Il existe depuis 1992 une loi définissant les actes de harcèlement sexuel sur les lieux de travail comme passibles de sanctions pénales (art. 222-33 du Code Pénal). Ce recours judiciaire est indispensable mais il demeure, dans le cadre spécifique de l’Enseignement Supérieur, largement insuffisant. Un tabou pèse encore aujourd’hui sur les actes d’abus d’autorité en matière sexuelle dans l’Enseignement supérieur, comme le montre la méconnaissance de cette loi dans nos institutions ainsi que l’absence de recours disciplinaires pour les étudiant-e-s qui en sont victimes. Il est vrai que les relations entre étudiant-e-s et enseignant-e-s sont difficiles à penser en tant que relations de pouvoir, dès lors qu’elles sont aussi des relations intellectuelles.

Aussi, il semble plus qu’urgent aujourd’hui d’en finir avec les déclarations d’intentions : il est impératif d’aider et de soutenir publiquement les victimes de harcèlement sexuel. Pour que les voix qui s’élèvent ne restent pas sans portée, il faut également réfléchir ensemble et agir concrètement pour que les institutions de l’Enseignement supérieur se dotent de moyens de lutte contre le harcèlement sexuel.

Nous, doctorantes et doctorants, demandons à nos institutions :

1. D’une part, de clarifier et diffuser sans attendre les informations relatives au harcèlement sexuel, et notamment la loi qui le punit

2. D’autre part, de mettre en place des règlements et des commissions disciplinaires qualifiées incluant une représentation étudiante

L’Enseignement Supérieur doit agir au plus vite, faute de quoi il s’exonérerait de contribuer au progrès de la justice et de l’égalité en son sein.

Aujourd’hui, nous invitons les étudiant-e-s, les enseignant-e-s et chercheur-e-s de l’enseignement supérieur qui, comme nous, considèrent que le harcèlement sexuel constitue un grave problème, à signer ce texte dont nous prenons l’initiative.

Cette pétition sera remise au Ministère de l'Education, au Premier Ministre, au Service des droits des femmes et à la Cnesser.

CLASCHES
(Collectif de Lutte Anti-Sexiste Contre le Harcèlement dans l’Enseignement Supérieur)


Présentation du CLASCHES

Qui sommes-nous?

CLASCHES est un collectif d'étudiant-e-s créé à l'initiative de doctorant-e-s en sciences sociales.
Notre objectif est triple:
- ouvrir le débat sur le harcèlement sexuel dans l'enseignement supérieur en faisant connaître la loi qui le condamne
- dénoncer activement les pratiques trop répandues d'abus d'autorité en matière sexuelle
- proposer des recours efficaces pour les victimes, notamment disciplinaires en mobilisant les commissions existantes (internes et ministérielles) qui méconnaissent souvent le problème spécifique du harcèlement sexuel
Aujourd'hui notre action principale est de diffuser la pétition contre le harcèlement sexuel dans l'enseignement supérieur, auprès des étudiant-e-s, des enseignant-e-s, des chercheur-e-s.

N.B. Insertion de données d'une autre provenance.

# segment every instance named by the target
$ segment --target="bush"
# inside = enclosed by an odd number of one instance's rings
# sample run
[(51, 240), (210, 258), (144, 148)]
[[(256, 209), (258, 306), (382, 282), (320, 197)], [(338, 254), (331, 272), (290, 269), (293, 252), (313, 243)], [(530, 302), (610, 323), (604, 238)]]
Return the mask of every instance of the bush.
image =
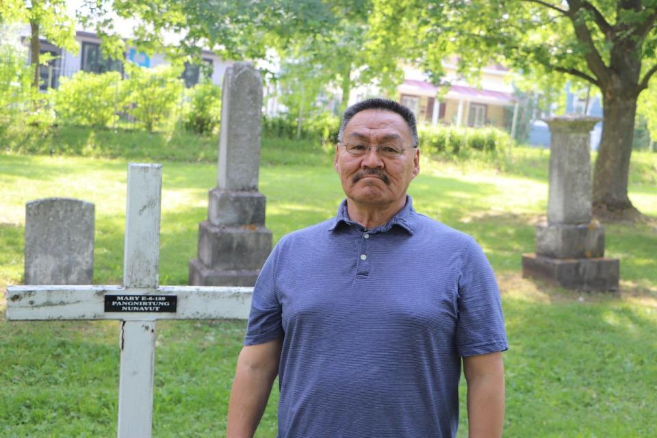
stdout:
[(125, 112), (153, 132), (170, 121), (174, 111), (180, 107), (184, 88), (180, 79), (182, 68), (170, 65), (146, 68), (129, 63), (125, 66)]
[(209, 81), (188, 90), (185, 127), (199, 134), (212, 133), (221, 123), (221, 88)]
[(421, 125), (417, 127), (420, 146), (432, 155), (454, 155), (480, 151), (496, 153), (511, 147), (513, 140), (508, 133), (491, 127), (457, 127)]
[(114, 123), (123, 103), (121, 75), (79, 71), (70, 79), (62, 77), (55, 94), (57, 118), (65, 123), (107, 127)]

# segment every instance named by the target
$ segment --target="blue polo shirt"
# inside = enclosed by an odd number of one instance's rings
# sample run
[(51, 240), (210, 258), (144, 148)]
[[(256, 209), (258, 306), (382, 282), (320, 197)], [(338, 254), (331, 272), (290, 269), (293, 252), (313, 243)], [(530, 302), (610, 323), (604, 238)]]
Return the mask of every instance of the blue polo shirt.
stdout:
[(454, 437), (461, 357), (506, 350), (472, 237), (406, 206), (368, 230), (335, 218), (278, 243), (245, 345), (283, 337), (279, 438)]

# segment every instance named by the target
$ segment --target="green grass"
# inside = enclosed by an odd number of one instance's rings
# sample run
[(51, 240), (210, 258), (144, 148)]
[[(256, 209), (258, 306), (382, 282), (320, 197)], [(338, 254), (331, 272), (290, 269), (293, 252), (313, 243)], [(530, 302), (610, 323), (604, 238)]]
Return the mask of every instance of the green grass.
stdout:
[[(129, 159), (153, 156), (144, 151)], [(274, 241), (335, 214), (343, 195), (324, 149), (266, 139), (262, 157), (260, 190)], [(607, 253), (621, 259), (619, 293), (523, 279), (520, 254), (532, 250), (533, 223), (545, 209), (548, 157), (519, 149), (491, 163), (424, 159), (411, 193), (418, 211), (476, 237), (498, 274), (511, 346), (505, 436), (655, 436), (657, 230), (607, 227)], [(633, 160), (630, 197), (657, 216), (657, 159), (643, 153)], [(52, 196), (96, 205), (94, 281), (120, 283), (128, 161), (0, 154), (0, 286), (22, 280), (25, 202)], [(214, 158), (196, 161), (164, 162), (161, 284), (185, 284), (195, 257), (216, 172)], [(115, 435), (118, 324), (8, 322), (4, 308), (0, 298), (0, 436)], [(154, 436), (222, 436), (245, 323), (157, 327)], [(276, 436), (277, 398), (274, 390), (257, 436)]]

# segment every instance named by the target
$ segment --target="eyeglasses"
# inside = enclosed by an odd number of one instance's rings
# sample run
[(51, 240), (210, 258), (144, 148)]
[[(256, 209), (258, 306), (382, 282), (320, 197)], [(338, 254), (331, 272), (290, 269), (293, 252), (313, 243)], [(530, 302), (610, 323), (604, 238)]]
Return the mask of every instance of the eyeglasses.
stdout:
[(352, 155), (366, 155), (370, 153), (370, 150), (372, 149), (372, 148), (376, 148), (376, 151), (380, 155), (388, 158), (399, 157), (404, 153), (404, 151), (407, 149), (413, 149), (402, 147), (400, 144), (395, 144), (394, 143), (373, 146), (368, 143), (363, 143), (362, 142), (348, 142), (346, 143), (340, 142), (338, 144), (344, 146), (344, 149), (347, 150), (347, 152)]

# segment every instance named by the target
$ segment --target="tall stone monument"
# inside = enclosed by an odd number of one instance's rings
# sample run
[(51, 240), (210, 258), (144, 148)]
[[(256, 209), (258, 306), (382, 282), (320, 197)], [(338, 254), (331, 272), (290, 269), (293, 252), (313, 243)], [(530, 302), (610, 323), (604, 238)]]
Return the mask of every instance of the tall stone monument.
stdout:
[(26, 285), (90, 285), (94, 205), (45, 198), (25, 205)]
[(265, 196), (258, 192), (262, 79), (250, 63), (226, 70), (222, 90), (217, 186), (199, 224), (190, 284), (253, 286), (272, 250)]
[(618, 289), (619, 262), (604, 257), (604, 228), (591, 216), (589, 133), (599, 120), (545, 120), (552, 133), (548, 221), (536, 226), (536, 253), (522, 256), (523, 276), (567, 289)]

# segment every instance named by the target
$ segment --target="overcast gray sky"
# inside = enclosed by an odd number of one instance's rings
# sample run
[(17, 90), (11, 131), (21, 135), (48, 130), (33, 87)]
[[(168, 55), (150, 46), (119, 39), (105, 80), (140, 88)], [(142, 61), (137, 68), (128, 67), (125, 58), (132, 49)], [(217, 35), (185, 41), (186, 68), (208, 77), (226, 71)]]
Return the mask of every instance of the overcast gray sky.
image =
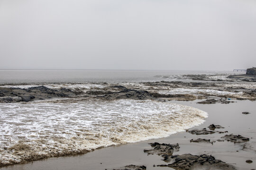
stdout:
[(0, 0), (0, 69), (256, 67), (255, 0)]

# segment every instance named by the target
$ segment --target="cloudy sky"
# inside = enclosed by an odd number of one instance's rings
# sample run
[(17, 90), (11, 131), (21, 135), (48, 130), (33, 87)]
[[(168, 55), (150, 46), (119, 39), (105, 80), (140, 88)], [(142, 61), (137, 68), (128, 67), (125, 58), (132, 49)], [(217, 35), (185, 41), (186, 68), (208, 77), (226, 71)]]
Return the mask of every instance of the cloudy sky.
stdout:
[(255, 0), (0, 0), (0, 69), (256, 67)]

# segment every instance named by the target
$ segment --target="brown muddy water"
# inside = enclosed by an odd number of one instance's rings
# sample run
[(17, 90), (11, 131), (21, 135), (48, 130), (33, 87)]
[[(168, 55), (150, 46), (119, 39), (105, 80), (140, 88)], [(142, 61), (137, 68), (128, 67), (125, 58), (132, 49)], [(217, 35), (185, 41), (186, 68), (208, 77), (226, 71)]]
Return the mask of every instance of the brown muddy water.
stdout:
[[(192, 128), (202, 128), (213, 123), (224, 127), (225, 134), (197, 136), (185, 132), (171, 135), (169, 137), (110, 146), (75, 156), (50, 158), (22, 164), (3, 167), (1, 170), (105, 170), (112, 169), (131, 164), (144, 165), (147, 170), (172, 170), (170, 168), (153, 167), (167, 164), (156, 155), (147, 155), (144, 149), (150, 148), (148, 144), (154, 142), (170, 144), (179, 143), (180, 149), (174, 154), (191, 153), (211, 154), (216, 159), (234, 165), (238, 170), (256, 169), (256, 102), (236, 101), (228, 104), (200, 104), (193, 102), (170, 102), (192, 106), (207, 112), (209, 117), (204, 123)], [(242, 112), (250, 114), (244, 115)], [(240, 135), (250, 138), (246, 143), (234, 144), (216, 142), (210, 144), (190, 143), (192, 139), (198, 138), (217, 140), (226, 134)], [(238, 151), (238, 152), (237, 152)], [(246, 161), (251, 160), (252, 163)]]

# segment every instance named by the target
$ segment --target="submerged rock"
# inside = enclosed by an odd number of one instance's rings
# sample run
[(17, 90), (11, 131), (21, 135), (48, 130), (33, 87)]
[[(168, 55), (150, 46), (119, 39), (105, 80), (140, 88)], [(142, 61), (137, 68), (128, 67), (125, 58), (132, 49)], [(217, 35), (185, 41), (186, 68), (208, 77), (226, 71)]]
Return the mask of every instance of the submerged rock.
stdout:
[(226, 141), (232, 142), (234, 143), (244, 142), (249, 141), (248, 138), (241, 136), (241, 135), (227, 135), (221, 137)]
[[(215, 141), (214, 141), (215, 142)], [(190, 142), (196, 142), (196, 143), (207, 143), (213, 144), (213, 142), (210, 142), (210, 139), (201, 139), (198, 138), (196, 140), (191, 139)]]
[(215, 133), (216, 132), (212, 130), (207, 130), (205, 128), (203, 128), (202, 129), (193, 129), (191, 130), (189, 130), (187, 131), (189, 133), (191, 133), (193, 135), (208, 135), (208, 134), (212, 134)]
[(159, 155), (165, 154), (172, 155), (174, 151), (178, 151), (180, 146), (178, 144), (160, 144), (157, 142), (149, 144), (154, 149), (146, 150), (144, 149), (144, 152), (150, 154), (157, 154)]
[(113, 169), (113, 170), (143, 170), (146, 169), (146, 167), (144, 165), (137, 166), (134, 165), (130, 165), (117, 169)]
[(247, 68), (246, 74), (249, 75), (256, 75), (256, 68)]
[(249, 114), (250, 113), (248, 112), (248, 111), (245, 111), (245, 112), (242, 112), (242, 113), (244, 114)]
[(197, 103), (199, 104), (215, 104), (217, 103), (221, 103), (221, 104), (229, 104), (230, 102), (234, 102), (229, 101), (224, 99), (206, 99), (204, 101), (199, 102)]
[(0, 87), (1, 95), (8, 97), (0, 98), (0, 102), (28, 102), (36, 100), (43, 100), (56, 97), (69, 97), (77, 94), (71, 90), (61, 88), (53, 89), (44, 85), (27, 88)]
[(125, 89), (119, 92), (112, 92), (110, 94), (105, 95), (103, 97), (106, 99), (155, 99), (155, 97), (146, 91), (134, 89)]
[(214, 130), (215, 128), (225, 128), (224, 127), (222, 127), (220, 125), (215, 125), (214, 124), (211, 124), (207, 128), (212, 130)]
[(206, 129), (206, 128), (204, 128), (202, 129), (193, 129), (191, 130), (186, 130), (186, 131), (187, 132), (191, 133), (191, 134), (197, 135), (212, 134), (216, 132), (218, 133), (224, 133), (228, 132), (227, 131), (225, 132), (220, 132), (218, 131), (213, 131), (211, 130), (209, 130)]
[[(166, 157), (168, 157), (166, 159)], [(174, 159), (174, 162), (168, 165), (159, 165), (160, 167), (169, 167), (175, 170), (207, 169), (235, 170), (234, 166), (219, 160), (216, 160), (211, 155), (202, 154), (200, 156), (191, 154), (183, 154), (173, 156), (165, 156), (166, 162), (170, 162)], [(169, 160), (168, 160), (169, 159)], [(204, 168), (203, 169), (205, 169)]]

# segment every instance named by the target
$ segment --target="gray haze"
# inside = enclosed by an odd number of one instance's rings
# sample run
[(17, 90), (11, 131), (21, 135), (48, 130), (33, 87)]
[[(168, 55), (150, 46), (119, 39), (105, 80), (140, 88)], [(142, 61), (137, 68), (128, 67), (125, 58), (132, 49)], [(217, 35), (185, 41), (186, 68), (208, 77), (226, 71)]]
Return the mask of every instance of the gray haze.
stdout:
[(0, 69), (256, 66), (255, 0), (0, 0)]

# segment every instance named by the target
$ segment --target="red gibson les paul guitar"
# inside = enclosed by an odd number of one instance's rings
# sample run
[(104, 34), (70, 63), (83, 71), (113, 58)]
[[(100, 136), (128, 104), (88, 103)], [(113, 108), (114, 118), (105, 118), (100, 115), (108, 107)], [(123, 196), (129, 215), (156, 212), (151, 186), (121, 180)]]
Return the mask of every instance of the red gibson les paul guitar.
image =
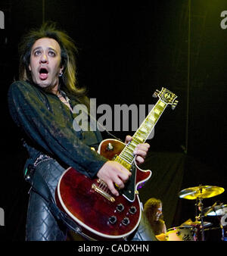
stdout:
[(144, 143), (167, 105), (174, 108), (177, 96), (162, 88), (154, 96), (159, 100), (127, 145), (117, 139), (105, 139), (98, 152), (109, 160), (114, 160), (132, 172), (132, 176), (114, 196), (106, 183), (90, 179), (72, 167), (62, 174), (55, 191), (58, 206), (82, 230), (90, 240), (122, 240), (138, 227), (141, 210), (138, 193), (139, 184), (151, 176), (151, 170), (142, 170), (135, 164), (135, 148)]

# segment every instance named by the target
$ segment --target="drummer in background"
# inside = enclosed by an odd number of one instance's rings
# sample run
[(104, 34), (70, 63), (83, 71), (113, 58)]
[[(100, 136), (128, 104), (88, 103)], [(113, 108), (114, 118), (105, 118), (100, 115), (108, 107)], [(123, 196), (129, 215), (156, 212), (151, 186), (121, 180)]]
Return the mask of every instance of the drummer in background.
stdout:
[(162, 201), (151, 198), (145, 204), (144, 213), (156, 238), (160, 241), (166, 241), (166, 226), (163, 220)]

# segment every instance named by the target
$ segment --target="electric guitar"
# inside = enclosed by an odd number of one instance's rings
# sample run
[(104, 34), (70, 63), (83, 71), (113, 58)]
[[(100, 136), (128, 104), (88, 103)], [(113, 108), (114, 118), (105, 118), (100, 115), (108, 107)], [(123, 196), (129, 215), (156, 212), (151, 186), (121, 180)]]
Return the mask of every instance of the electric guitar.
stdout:
[(98, 153), (127, 168), (132, 175), (120, 195), (114, 196), (107, 184), (90, 179), (72, 167), (61, 176), (55, 190), (58, 206), (76, 224), (89, 240), (123, 240), (135, 231), (141, 215), (138, 189), (151, 176), (135, 164), (133, 151), (144, 143), (168, 105), (175, 108), (177, 96), (165, 88), (153, 96), (159, 100), (127, 145), (117, 139), (105, 139)]

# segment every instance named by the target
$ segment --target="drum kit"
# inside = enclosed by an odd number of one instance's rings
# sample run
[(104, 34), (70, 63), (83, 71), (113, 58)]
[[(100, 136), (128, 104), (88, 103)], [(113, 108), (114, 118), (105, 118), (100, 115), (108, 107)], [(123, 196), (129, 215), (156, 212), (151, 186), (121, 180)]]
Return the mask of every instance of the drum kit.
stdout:
[(205, 217), (217, 217), (219, 229), (222, 230), (222, 241), (227, 241), (227, 204), (214, 203), (204, 208), (203, 199), (222, 194), (225, 189), (214, 186), (198, 186), (182, 190), (179, 193), (180, 198), (196, 200), (195, 221), (191, 219), (181, 226), (167, 229), (167, 241), (205, 241), (204, 229), (209, 229), (213, 224), (204, 221)]

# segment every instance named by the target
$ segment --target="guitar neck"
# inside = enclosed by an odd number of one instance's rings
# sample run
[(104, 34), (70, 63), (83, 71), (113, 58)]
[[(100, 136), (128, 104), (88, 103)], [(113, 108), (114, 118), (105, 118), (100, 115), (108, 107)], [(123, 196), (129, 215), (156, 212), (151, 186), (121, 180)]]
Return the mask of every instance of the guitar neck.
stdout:
[(166, 106), (167, 104), (160, 99), (156, 103), (143, 123), (134, 133), (132, 141), (121, 151), (119, 155), (120, 158), (130, 164), (132, 164), (135, 158), (135, 155), (133, 154), (135, 148), (138, 144), (145, 142)]

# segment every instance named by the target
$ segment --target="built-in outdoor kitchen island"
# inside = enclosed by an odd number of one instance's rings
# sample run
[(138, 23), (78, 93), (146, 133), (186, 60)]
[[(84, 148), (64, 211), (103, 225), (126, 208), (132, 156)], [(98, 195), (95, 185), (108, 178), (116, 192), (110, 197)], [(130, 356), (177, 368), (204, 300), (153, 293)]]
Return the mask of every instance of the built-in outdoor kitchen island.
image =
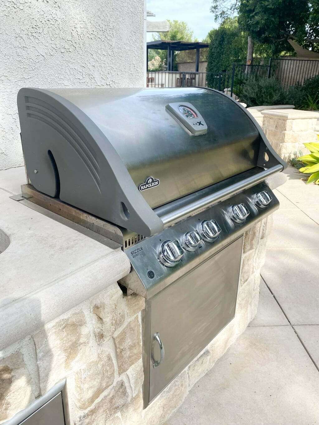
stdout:
[(0, 423), (162, 423), (256, 314), (285, 164), (213, 91), (23, 90), (29, 180), (0, 172)]

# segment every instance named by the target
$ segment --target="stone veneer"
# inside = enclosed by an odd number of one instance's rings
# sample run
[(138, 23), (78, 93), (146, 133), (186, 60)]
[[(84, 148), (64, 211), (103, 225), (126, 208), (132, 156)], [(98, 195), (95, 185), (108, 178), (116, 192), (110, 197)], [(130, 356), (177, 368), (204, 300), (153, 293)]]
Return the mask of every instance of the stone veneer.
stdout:
[(298, 109), (262, 111), (262, 129), (272, 146), (285, 161), (295, 153), (309, 153), (304, 143), (317, 142), (317, 112)]
[(164, 422), (255, 316), (271, 217), (245, 234), (234, 319), (143, 410), (144, 300), (116, 282), (1, 352), (0, 423), (66, 378), (72, 425)]

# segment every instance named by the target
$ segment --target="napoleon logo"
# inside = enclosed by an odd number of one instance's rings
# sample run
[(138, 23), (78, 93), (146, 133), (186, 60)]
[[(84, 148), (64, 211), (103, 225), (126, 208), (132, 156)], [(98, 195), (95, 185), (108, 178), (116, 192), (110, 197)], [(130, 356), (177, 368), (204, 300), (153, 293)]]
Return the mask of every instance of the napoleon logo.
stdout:
[(146, 189), (151, 189), (151, 187), (155, 187), (159, 184), (160, 180), (158, 178), (154, 178), (154, 177), (147, 177), (145, 179), (145, 181), (139, 186), (139, 190), (140, 192), (146, 190)]

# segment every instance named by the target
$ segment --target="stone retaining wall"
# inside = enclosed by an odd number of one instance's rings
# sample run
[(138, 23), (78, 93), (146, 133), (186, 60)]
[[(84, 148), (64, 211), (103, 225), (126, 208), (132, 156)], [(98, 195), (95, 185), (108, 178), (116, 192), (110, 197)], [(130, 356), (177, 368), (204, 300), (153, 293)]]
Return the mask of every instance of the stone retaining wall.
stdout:
[(304, 143), (317, 142), (319, 113), (298, 109), (263, 110), (262, 129), (278, 155), (288, 161), (297, 153), (309, 153)]
[[(66, 378), (72, 425), (164, 422), (245, 329), (256, 311), (271, 218), (245, 234), (234, 318), (143, 410), (141, 311), (144, 299), (114, 282), (0, 353), (0, 423)], [(31, 312), (30, 312), (31, 314)]]

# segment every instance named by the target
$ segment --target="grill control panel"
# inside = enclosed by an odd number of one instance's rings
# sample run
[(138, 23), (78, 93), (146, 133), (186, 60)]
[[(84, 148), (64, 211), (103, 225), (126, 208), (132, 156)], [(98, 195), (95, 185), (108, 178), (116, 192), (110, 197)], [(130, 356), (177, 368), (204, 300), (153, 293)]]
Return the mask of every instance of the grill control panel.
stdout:
[(124, 284), (145, 298), (153, 296), (279, 206), (262, 183), (165, 229), (125, 250), (137, 277), (130, 273)]

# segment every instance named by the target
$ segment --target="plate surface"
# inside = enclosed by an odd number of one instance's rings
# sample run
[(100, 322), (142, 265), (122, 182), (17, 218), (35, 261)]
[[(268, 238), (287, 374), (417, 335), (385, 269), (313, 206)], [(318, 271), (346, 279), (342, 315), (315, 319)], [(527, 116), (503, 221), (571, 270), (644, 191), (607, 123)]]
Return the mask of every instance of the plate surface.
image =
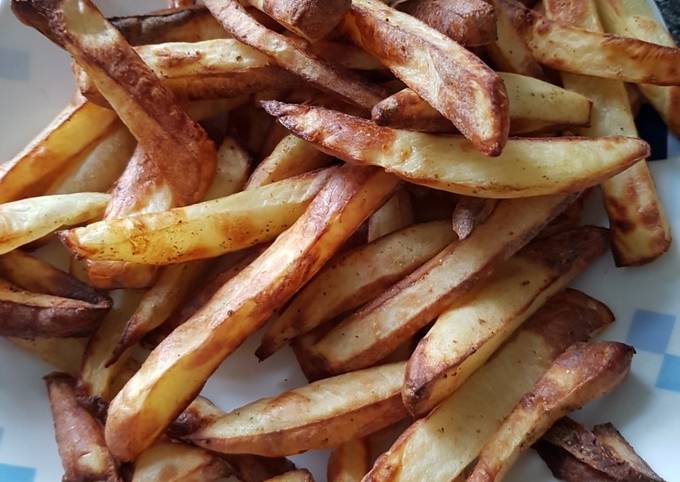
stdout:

Il est extrêmement important de lever le tabou sur le harcèlement sexuel dans l'enseignement supérieur afin que les victimes ne soient plus isolées et que les responsables n'agissent plus dans l'impunité.
Il ne s'agit pas de porter un jugement moral, mais d'appliquer la loi existante en révélant la complexité de la relation entre professeur-e-s et étudiant-e-s et dans laquelle peut s'opérer une confusion entre domination et séduction.
Aussi, nous vous invitons à signer la pétition, à la diffuser largement et à nous rejoindre au sein du collectif si vous êtes étudiant-e.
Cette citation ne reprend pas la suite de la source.